Monday, September 24, 2007
Photographer Groups Call on Getty Images to Remove Rights Managed Collections from $49 Web License
Heavy discounting of premium stock imagery risks future revenue potential from major digital uses, as budgets shift from print to online.
Last week, Getty Images announced a new $49 “web use” license for images from all of its collections, including its highest quality Rights Managed collections. With this move, Getty has effectively slashed the value of commercial web use licenses by up to 96% off their established rates for Rights Managed photography.
In a coordinated response, leading trade associations representing over 12,000 professional photographers have called upon Getty Images to remove all Rights Managed imagery (including their Rights Ready brands) from this new license product.
The Stock Artists Alliance (SAA), the American Society of Media Photographers (ASMP), the U.K. Association of Photographers (AOP), Advertising Photographers of America (APA), Editorial Photographers (EP), and the Canadian Association of Photographers (CAPIC) represent top advertising and editorial assignment photographers and thousands of stock photographers— including many Getty contributors.
Their shared concern is that this extreme competitive response by Getty Images presents huge risks to the image licensing business, and threatens the livelihoods not only of Getty contributors but of professional photographers industry-wide.
In a joint letter sent to Getty Images CEO Jonathan Klein today, the associations have urged the company to reconsider this plan and remove the Rights Managed collections from the $49 license scheme. “Offering your very best imagery at heavily discounted prices," they contend, “may well increase volume, but it also risks undermining Getty's core licensing business—as well as the businesses of the independent contributing photographers who create and own the majority of imagery in your RM collections.”
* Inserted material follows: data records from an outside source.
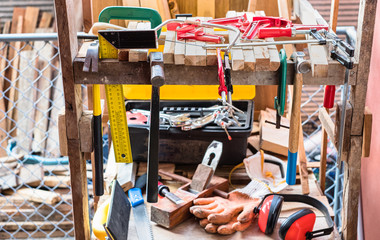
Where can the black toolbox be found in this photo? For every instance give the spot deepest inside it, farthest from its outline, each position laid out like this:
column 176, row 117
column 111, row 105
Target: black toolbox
column 188, row 147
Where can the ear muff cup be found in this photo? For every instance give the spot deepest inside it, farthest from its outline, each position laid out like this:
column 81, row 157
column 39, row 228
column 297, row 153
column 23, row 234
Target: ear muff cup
column 297, row 225
column 269, row 213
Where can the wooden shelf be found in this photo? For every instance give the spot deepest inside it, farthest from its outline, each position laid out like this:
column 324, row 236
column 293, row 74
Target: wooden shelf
column 113, row 71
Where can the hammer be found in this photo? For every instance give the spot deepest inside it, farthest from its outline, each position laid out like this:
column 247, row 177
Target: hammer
column 301, row 66
column 157, row 79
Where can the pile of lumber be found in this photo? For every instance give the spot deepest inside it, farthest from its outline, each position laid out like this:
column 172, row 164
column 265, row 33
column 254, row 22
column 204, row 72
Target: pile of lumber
column 30, row 86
Furthermore, the letter states, “As the market leader, Getty's actions affect the entire industry. We therefore expect that your action of devaluing digital usage risks the long-term earning potential from image licensing, whether it be stock or commissioned."
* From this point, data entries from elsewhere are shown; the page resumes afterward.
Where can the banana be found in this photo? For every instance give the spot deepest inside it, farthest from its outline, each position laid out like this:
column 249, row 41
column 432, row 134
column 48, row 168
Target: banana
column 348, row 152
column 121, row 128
Anticipated consequences of this dramatic move, they suggest, include:
1. Loss of high-value digital license revenue.
Getty is unnecessarily giving up money from commercial and high-end advertising customers willing to pay premium prices for the most exclusive imagery. Now these same customers are rapidly shifting their large media budgets from print to the web as the internet emerges as their primary marketing platform. Spending for web advertising by these customers can easily rival traditional media budgets with many spending hundreds of thousands of dollars on relatively small media buys. This $49 deal gives away valuable rights for minimal prices that will not be replaced by increased volume for this kind of commercial usage.
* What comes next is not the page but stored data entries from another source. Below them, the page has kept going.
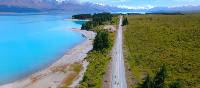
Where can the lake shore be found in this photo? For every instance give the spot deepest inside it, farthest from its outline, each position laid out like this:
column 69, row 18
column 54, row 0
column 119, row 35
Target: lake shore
column 54, row 75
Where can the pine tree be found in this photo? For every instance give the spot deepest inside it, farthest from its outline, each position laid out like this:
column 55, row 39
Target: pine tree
column 101, row 41
column 148, row 83
column 176, row 84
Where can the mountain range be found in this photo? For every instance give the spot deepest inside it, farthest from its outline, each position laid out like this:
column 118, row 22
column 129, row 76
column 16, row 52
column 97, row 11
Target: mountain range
column 73, row 6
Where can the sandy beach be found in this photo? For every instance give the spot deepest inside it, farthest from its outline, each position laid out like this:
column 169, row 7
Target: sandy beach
column 54, row 75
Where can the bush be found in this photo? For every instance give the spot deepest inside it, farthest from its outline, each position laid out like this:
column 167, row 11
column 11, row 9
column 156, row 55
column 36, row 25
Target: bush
column 101, row 41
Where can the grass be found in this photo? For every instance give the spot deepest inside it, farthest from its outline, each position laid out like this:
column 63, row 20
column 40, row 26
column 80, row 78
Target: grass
column 98, row 62
column 173, row 40
column 74, row 70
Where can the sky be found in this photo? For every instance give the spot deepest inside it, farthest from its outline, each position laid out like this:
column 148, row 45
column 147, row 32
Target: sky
column 145, row 3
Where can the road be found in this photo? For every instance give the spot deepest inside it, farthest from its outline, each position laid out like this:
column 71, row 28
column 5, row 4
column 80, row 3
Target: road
column 118, row 79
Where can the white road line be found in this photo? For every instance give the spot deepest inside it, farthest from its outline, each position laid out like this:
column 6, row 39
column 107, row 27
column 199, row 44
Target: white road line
column 118, row 70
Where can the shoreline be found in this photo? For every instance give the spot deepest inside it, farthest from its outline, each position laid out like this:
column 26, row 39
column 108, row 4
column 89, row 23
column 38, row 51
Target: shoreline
column 54, row 75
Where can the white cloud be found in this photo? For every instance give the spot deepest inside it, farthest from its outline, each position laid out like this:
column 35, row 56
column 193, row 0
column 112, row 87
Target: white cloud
column 136, row 7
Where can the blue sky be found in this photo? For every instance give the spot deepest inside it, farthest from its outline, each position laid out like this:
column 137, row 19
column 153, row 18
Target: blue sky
column 146, row 3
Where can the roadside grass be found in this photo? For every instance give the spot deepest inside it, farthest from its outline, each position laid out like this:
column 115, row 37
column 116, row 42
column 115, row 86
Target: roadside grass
column 98, row 62
column 74, row 70
column 173, row 40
2. Devaluation of RM licensing.
Flat-rate license fees run counter to the Rights Managed premise that price and value are commensurate with usage. The $49 deal lumps together buyers for global online ad campaigns with small mom-and-pop shops and local web uses. Flat-rate unit pricing is already being offered in Royalty Free products, and this new product will offer value-conscious customers access to quality RF imagery. There's no need to extend it in RM. Offering the very best images at a bargain price point communicates to customers that all images, even the very best and most creative, are all worth the same.
3. Erosion of prices across the board.
The devaluation of web usage prices will lead to devaluing print and outdoor usage that will pave the way to further steep price cuts across all types of licenses. Once customers can obtain a major use license of an RM image at this cost, they will likely question the validity of being charged significantly higher rates for other uses.